— Позвольте мне сказать…
— Ну, вот еще чудак… Разговаривает. Что за народ, ей-Богу. Возиться мне с тобой еще. Сказано отходи — и отходи. Стань в сторонку. Кормовой!
— Здесь.
— Отходи. Молчанов!
— Да здесь я.
— Вижу я. Отойди. Никольский!
Молчание.
— Никольский!!
Молчание. Помолчали все: и ставшие к стенке, и сидящие на нарах, и сам Саенко.
А Никольский в это время, сидя как раз напротив Саенко, занимался тем, что, положив одну разутую ногу в опорке на другую, тщательно вертел в пальцах папиросу-самокрутку.
— Никольский!!!
И как раз в этот момент налитые кровью глаза Саенки уставились в упор на Никольского.
Никольский не спеша провел влажным языком по краю папиросной бумажки, оторвал узкую ленточку излишка, сплюнул, так как крошка табаку попала ему на язык, и только тогда отвечал вяло, с ленцой, с развальцем:
— Что это вы, товарищ Саенко, по два раза людей хотите расстреливать? Неудобно, знаете.
— А что?
— Да ведь Никольского вчера расстреляли!
— Разве?!
И все опять помолчали: и отведенные в сторону, и сидящие на нарах.
— А, ну вас тут, — досадливо проворчал Саенко, вычеркивая из списка фамилию. — Запутаешься с вами.
— То-то и оно, — с легкой насмешкой сказал Никольский, подмигивая товарищам, — внимательней надо быть.
— Вот поговори еще у меня.

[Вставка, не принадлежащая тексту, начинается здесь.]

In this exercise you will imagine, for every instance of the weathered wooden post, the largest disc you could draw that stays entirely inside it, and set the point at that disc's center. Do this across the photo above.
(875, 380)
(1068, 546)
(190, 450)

Пастухов!
— Иду!
* * *А через два дня пришли добровольцы и выпустили Никольского.
* * *Не знаю, как на чей вкус…
Может быть, некоторым понравился аббат Мори, а мне больше нравится наш русский Никольский.
У аббата-то, может быть, когда он говорил свою остроумную фразу, нижняя челюсть на секунду дрогнула и отвисла, а дрогни челюсть у Никольского, когда он, глядя Саенке в глаза, дал свою ленивую реплику, — где бы он сейчас был?